MCP Authorization emphasizes scoped authorization, secure transport, PKCE, and token handling. The firewall narrows context retrieval to declared source, workflow, and mode attributes.
MCP Security Best Practices calls out confused-deputy, token-passthrough, scope, audit, and local server risks. The firewall gives each context request a logged default-deny decision before the model consumes retrieved text.
OWASP Top 10 for LLM Applications 2025 and OWASP Agentic AI Threats and Mitigations cover prompt injection, poisoning, excessive agency, tool misuse, and delegated authority.

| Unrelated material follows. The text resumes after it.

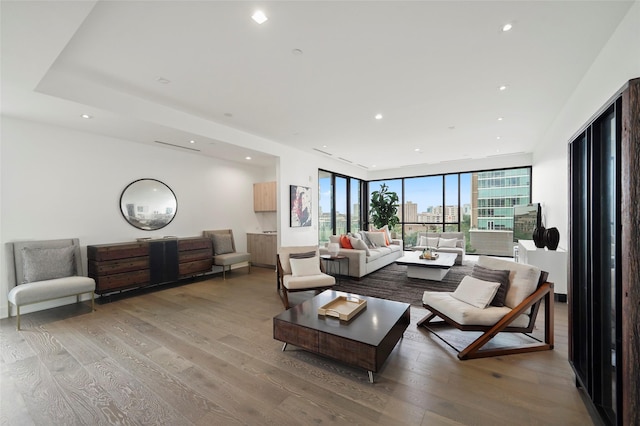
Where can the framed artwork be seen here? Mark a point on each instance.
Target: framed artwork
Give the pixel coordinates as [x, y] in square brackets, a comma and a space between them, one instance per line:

The firewall treats retrieved content as evidence, not instruction.
NIST AI RMF Generative AI Profile pushes teams toward governed, measured, monitored AI systems. The firewall creates a small, replayable control point for context governance.

MCP tool

Agent hosts can call the runtime tool directly:

recipes_evaluate_context_retrieval_decision(
  workflow_id="vulnerable-dependency-remediation",
  source_id="prompt-library-recipes",
  retrieval_mode="workflow_prompt_context",
  requested_path="content/prompt-library/general/base-image-bump.md"
)

The tool does not retrieve the context. It only answers whether the retrieval may proceed and what evidence must be attached to the run log.

CI contract

CI should replay at least four cases:

allowed public context,
allowed policy context with citation,
denied unregistered or workflow-unapproved context,
kill-session on prohibited data class.

That gives buyers a testable story: SecurityRecipes is not just a docs site that agents read. It is a secure context layer with deterministic runtime context gates.